[Python-Dev] PEP 318 - generality of list;
restrictions on elements
Aahz
aahz at pythoncraft.com
Wed Mar 10 21:34:32 EST 2004
On Wed, Mar 10, 2004, Fred L. Drake, Jr. wrote:
> On Wednesday 10 March 2004 08:43 pm, Aahz wrote:
>>
>> That's why I said "kind of callable"; from the user's POV, they act like
>> callables because you invoke them with call syntax, just like methods.
>
> My first reaction to this was "Since when??!?"
>
> If the only descriptors you're thinking about are things that return
> callables from the __get__() method, it makes sense that you've made
> this mistake. What needs to be considered though is that not all
> descriptors provide callable results. Remember that "property" is a
> descriptor type; instances of property are not normally callable.
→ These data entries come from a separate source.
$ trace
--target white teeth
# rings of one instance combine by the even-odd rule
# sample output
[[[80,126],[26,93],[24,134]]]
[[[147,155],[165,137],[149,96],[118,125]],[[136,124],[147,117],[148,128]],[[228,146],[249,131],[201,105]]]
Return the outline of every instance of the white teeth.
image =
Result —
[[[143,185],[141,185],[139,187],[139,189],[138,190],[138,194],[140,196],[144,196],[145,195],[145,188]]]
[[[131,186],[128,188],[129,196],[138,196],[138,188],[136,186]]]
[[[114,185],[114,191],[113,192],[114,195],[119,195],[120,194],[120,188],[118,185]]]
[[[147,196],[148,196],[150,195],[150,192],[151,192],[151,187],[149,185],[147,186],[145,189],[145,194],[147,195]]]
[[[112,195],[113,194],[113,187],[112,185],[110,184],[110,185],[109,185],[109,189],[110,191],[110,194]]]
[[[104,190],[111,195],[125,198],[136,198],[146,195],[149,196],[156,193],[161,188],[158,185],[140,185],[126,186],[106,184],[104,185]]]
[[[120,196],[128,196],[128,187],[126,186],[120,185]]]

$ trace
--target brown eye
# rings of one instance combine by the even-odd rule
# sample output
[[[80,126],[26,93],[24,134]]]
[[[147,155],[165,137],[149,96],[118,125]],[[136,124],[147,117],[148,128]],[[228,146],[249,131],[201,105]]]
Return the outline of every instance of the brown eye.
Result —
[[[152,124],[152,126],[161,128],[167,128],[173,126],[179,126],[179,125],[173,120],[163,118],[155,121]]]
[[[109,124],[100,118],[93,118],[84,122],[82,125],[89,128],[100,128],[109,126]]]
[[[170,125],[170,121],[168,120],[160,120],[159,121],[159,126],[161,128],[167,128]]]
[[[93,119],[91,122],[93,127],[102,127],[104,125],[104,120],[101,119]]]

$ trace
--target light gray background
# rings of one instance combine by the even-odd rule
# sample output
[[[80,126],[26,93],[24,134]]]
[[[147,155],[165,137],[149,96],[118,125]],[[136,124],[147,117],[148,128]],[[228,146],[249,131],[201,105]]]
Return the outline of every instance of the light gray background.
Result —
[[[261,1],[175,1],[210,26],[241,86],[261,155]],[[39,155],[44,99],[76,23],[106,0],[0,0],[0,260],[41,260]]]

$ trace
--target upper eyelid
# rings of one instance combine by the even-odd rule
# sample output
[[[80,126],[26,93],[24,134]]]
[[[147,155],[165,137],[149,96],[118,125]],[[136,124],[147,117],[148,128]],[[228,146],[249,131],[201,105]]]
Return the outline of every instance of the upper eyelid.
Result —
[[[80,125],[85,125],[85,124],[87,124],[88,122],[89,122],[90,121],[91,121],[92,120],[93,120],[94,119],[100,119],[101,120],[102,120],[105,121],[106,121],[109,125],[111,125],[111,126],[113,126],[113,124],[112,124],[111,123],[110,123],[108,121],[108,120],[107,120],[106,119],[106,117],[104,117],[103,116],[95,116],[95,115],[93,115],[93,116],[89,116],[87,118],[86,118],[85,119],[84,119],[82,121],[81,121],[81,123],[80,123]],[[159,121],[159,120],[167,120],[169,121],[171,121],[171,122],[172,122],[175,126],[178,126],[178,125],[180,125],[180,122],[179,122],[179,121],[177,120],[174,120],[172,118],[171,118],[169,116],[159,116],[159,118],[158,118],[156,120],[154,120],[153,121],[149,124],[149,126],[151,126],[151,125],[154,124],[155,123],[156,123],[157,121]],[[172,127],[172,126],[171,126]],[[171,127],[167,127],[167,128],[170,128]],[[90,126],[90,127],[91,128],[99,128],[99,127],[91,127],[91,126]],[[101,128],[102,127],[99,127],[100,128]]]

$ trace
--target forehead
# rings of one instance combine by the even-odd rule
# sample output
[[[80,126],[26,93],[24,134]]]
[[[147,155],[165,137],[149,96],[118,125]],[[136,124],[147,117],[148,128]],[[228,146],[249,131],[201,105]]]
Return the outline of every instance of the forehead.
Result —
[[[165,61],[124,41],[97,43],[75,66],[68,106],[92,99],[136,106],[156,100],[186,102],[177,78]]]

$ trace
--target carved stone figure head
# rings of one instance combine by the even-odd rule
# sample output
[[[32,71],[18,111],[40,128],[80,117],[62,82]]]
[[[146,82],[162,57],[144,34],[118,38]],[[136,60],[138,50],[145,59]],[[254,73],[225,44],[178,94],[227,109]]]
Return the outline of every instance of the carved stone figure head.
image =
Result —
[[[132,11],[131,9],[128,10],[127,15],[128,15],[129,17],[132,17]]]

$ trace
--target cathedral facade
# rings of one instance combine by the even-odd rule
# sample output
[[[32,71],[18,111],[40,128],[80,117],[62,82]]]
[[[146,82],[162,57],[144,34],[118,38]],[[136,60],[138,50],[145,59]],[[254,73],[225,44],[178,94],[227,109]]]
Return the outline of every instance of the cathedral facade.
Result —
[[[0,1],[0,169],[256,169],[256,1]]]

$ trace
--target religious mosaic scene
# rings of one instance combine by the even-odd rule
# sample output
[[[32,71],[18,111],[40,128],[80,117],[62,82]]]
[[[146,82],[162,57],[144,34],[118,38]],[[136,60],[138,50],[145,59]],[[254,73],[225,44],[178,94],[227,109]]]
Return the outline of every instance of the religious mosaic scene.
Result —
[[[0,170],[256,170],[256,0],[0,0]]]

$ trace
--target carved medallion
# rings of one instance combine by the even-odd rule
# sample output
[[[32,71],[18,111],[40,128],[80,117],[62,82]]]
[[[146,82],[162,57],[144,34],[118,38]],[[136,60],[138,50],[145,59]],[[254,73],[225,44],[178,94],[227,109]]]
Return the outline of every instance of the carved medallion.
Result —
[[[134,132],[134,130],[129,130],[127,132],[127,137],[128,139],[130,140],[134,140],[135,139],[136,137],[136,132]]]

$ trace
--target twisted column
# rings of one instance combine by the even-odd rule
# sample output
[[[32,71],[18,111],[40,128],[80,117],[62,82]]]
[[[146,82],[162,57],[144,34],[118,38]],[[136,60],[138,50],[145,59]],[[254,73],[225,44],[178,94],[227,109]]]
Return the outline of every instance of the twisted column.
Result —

"They" was referring to Greg's mention of classmethods and staticmethods.
Despite the example given of the colormap, it's still not clear to me
what the use case is for a decorator returning an object that doesn't
get used as a callable, particularly when weighed against the
disadvantages.
There's a lot of ambiguity floating around with the advent of properties.
Although properties don't use call syntax, IMO they certainly have call
semantics because the get or set descriptor gets called by the attribute
machinery under the covers. (I just checked -- it's legal to define a
property that uses string objects in the property() call, but you'll get
a TypeError when you try to access the attribute.) I think that
properties as a specific case are sufficiently useful to warrant the
blurring, but I'd rather not see that blurring generalized through
Python.
--
Aahz (aahz at pythoncraft.com) <*> http://www.pythoncraft.com/
"Do not taunt happy fun for loops. Do not change lists you are looping over."